Watch that happen enough mornings in a row and you start to understand what's actually being sold. The coffee gets someone in the door once. Being known is what brings them back tomorrow.
If that sounds too soft to build a business on, remember: it already built the most-loved brand in American fast food. Ask someone why they're loyal to Chick-fil-A and most of them won't even mention the chicken first. They'll talk about how they felt driving away. Truett Cathy wasn't trying to be the biggest. He was trying to be the best, and the size followed. Care compounds. It turns a first-timer into a regular, and a regular into years of visits, and no competitor can discount their way around it.

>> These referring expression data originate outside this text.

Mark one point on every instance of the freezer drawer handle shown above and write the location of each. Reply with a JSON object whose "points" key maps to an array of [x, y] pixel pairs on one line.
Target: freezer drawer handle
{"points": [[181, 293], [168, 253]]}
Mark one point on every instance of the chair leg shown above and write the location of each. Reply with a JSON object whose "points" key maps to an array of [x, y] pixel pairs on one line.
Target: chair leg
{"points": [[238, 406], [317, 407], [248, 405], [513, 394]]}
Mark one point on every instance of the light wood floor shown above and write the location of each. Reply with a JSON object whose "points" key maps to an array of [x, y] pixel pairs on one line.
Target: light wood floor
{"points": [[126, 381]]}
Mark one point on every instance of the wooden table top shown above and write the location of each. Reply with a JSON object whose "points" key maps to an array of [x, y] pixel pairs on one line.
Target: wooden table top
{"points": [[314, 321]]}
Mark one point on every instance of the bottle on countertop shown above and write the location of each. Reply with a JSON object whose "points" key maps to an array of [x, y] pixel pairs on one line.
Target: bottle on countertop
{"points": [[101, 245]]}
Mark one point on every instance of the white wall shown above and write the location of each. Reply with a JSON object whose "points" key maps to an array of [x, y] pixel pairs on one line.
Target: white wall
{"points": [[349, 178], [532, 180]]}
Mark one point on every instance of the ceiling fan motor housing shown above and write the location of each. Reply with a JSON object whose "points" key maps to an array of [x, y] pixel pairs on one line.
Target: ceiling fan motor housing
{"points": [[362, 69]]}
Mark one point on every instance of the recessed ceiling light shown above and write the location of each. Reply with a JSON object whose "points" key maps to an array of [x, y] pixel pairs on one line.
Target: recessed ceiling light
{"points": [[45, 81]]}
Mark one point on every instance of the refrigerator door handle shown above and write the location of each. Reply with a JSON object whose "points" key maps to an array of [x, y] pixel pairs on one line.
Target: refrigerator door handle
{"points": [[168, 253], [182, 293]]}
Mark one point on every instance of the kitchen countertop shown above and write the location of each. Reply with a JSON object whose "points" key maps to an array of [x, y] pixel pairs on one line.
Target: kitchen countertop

The Bradleys landed on the same idea and built the whole company around it. "Good Energy" isn't a tagline someone slapped on after the business took off — it's the founding idea. And it shows up in the one thing no brand can fake: how the crew treats the line of cars on a slammed afternoon. You can't script that. It's either real or it isn't.
Why now, and why this one
Coffee isn't slowing down. Neither is drive-thru. But a tailwind lifts the whole category — every competitor gets that boost. Loyalty only lifts one brand at a time, and it's built by people: a crew that means it at the window, a model simple enough to run well every single day. The trend is why this category is worth entering. The care is why Lola Beans is the one to enter it with.
Nobody gets a do-over on 7 Brew. That story's finished, the map's filled in, and the early movers are holding the best of it.
This one's still on its early chapters. With multiple territories that are still open. And the operators who notice now are the ones who get to write themselves into this story instead of just telling it at the conference dinner.
You already know what noticing feels like. This time, the window's still open.